First, for the employee to get over hating their job, they need to change their mindset. For this to happen requires a conversation with the employee. You cannot change how they think about their job, only they can.
But you can help, provide suggestions, and offer physical changes. The employee, however, has full control over their emotions. Your conversation with them needs to reinforce they are in charge of liking or hating their job, and all you can do is help.
Second, both you and the employee need to understand that no job is perfect. Every job will have good days and bad days, and you need to discuss how you can help make more good days than bad.
You cannot promise to turn their job into an ideal situation, and most times more money, better benefits, and a different environment will not turn a job that someone hates into the perfect job.

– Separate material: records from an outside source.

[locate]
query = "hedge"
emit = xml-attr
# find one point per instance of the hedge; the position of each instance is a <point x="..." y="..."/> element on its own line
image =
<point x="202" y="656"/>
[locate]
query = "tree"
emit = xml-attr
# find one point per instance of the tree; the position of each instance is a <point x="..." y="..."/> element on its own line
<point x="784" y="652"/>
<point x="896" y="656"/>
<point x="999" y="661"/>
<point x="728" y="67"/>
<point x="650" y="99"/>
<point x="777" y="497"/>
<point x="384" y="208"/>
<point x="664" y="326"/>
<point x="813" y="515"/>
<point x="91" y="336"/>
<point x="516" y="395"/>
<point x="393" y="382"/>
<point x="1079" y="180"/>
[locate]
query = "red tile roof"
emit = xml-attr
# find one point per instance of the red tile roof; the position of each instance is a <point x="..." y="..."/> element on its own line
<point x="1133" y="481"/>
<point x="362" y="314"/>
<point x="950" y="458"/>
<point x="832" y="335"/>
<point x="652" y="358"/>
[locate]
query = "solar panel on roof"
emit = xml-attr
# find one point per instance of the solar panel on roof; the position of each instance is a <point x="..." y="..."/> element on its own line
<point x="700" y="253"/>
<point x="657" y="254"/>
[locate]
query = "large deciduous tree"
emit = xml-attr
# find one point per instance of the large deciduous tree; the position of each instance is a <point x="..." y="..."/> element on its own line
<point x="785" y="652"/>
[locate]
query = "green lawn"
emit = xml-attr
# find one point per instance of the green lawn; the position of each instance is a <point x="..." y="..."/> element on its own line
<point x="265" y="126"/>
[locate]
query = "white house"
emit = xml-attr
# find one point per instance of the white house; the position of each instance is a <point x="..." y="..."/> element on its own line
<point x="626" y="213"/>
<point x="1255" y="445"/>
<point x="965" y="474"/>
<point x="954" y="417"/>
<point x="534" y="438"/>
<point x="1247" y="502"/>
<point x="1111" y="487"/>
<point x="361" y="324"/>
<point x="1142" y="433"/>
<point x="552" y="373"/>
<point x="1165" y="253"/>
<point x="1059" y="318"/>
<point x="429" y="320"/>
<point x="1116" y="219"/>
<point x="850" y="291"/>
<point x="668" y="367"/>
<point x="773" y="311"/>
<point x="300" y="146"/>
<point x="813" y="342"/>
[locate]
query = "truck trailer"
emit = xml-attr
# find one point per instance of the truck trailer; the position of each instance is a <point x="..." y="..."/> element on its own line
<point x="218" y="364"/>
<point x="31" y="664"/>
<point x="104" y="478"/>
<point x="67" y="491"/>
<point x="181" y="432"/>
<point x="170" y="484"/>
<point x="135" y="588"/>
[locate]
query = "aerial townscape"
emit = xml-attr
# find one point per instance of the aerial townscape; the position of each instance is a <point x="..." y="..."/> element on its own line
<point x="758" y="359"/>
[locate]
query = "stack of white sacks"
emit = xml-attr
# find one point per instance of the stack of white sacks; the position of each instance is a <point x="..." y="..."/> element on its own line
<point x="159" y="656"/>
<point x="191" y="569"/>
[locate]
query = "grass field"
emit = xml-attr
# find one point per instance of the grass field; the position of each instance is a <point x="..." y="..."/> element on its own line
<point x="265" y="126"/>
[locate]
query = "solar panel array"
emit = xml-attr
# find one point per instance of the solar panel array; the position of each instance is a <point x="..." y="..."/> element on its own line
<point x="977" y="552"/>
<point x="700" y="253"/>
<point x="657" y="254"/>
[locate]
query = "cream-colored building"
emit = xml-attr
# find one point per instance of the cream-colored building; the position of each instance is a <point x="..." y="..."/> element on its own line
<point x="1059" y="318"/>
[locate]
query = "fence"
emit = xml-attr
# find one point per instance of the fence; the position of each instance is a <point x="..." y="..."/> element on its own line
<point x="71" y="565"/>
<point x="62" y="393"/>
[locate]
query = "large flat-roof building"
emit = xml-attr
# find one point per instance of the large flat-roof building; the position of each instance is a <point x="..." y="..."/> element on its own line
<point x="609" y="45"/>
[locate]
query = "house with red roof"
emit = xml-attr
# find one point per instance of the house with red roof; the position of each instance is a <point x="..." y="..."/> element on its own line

Third, you need to stress that you do not expect the job to be all-consuming. You want 100% effort while at work. The benefits provided, such as paid vacation, sick leave, and paid holidays, are for the employee to use to take a break from work and rejuvenate. It is especially important that unhappy employees take advantage of these benefits.
Fourth, as the employee’s boss, you need to work to open and maintain communications with this employee. You need to show your concern and be open to hearing their responses. Through this line of communication, you will hear suggestions, complaints, and venting, all of which is good for you to know, and for the employee’s state of mind.
Many people in the Bible had jobs that were not much fun. Consider the prophets of the Old Testament who were tasked by God to minister to the rebellious children of Israel. Or Elijah, who was to council a wicked king and an even more wicked queen. Or, the Apostle Paul who was occasionally stoned by his audiences after preaching in new cities.
Through all this, the Apostle James wrote in James 1:2-3.
Consider it pure joy, my brothers and sisters, whenever you face trials of many kinds, because you know that the testing of your faith produces perseverance.
God never promised us a life that would be free of trials this side of eternity, let alone a job that would be ideal every day. No job is perfect. As an employer, we need to coach our employees to enjoy the good days at work and to endure through the not-so-fun days.